Friday, March 25, 2011

The Lads and Ladies of Literature Tell You How to Look Younger

 Here's the latest submission to The Gloss:

Dear Consultitory  Characters, I have a high school reunion coming up and I am desperately trying to look younger. I thought, who better to advise me about looks than people who, due to their fictional status, never had any? So what should I do?

Dorian Gray (The Portrait of Dorian Gray): I’m a firm believer in the power of paint in maintaining youth. By which, of course, I mean make up. Lots and lots of make-up. Nothing screams youth like a wrinkle-free face- so paint on a mask and I promise you, it’ll be just like you never got older at all.
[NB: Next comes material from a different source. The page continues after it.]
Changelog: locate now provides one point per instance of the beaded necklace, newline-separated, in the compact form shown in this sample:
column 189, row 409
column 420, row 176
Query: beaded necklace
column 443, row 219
Humbert Humbert (Lolita): I think its deliciously admirable that more and more women are trying to emulate the sweet nymphyness of youth. Rompers, pigtails, short denim shorts to display your long, suntanned legs and your scraped knees. That is what I call dressing to impress.

Frankenstein (Frankenstein): A couple of hops under the knife never hurt anybody…. much

Blanche DuBois: Here’s what you do: take a lemon, squeeze half into a bowl with yogurt. Smear onto face. Take the other half of the lemon. Squeeze into a glass of straight vodka. Drink. Repeat.

Phantom (The Phantom of the Opera): Eye circles? No problem! Just slip into a (literal) eye mask and its like they were never even there.
Bridget Jones(Bridget Jones’ Diary): They say gaining a little weight fills your face out and makes you look younger again. It’s true. They say that. They do.

Jane Eyre (Jane Eyre): Just always walk around with your eyes open really wide to express your youthful naïveté and people will just assume that the old blind guy you’re with is your father and you yourself are as perky as a puppy.

 Lindo Jong (The Joy Luck Club): Green Tea. Drink, and it will make you glow. Also, shrinks under eye bags when applied topically.

Emma (Emma): A corset works wonders for a woman pursuing a nubile young figure. Or, you know, spanx.

Isabella (Measure for Measure)*: No alcohol. No sugar. No smoking or promiscuous sex. If you think you might like it at all, it will age you terribly.

It stands to reason that many people might have missed this one in deference to some of Shakespeare’s more popular plays, so let me fill you in; Isabella is a woman who is joining a convent, but is worried that the 16th century’s nuns’ rules won’t be strict enough. Aka, she is the dweebiest dweeb who ever did dweeb. In case you were wondering.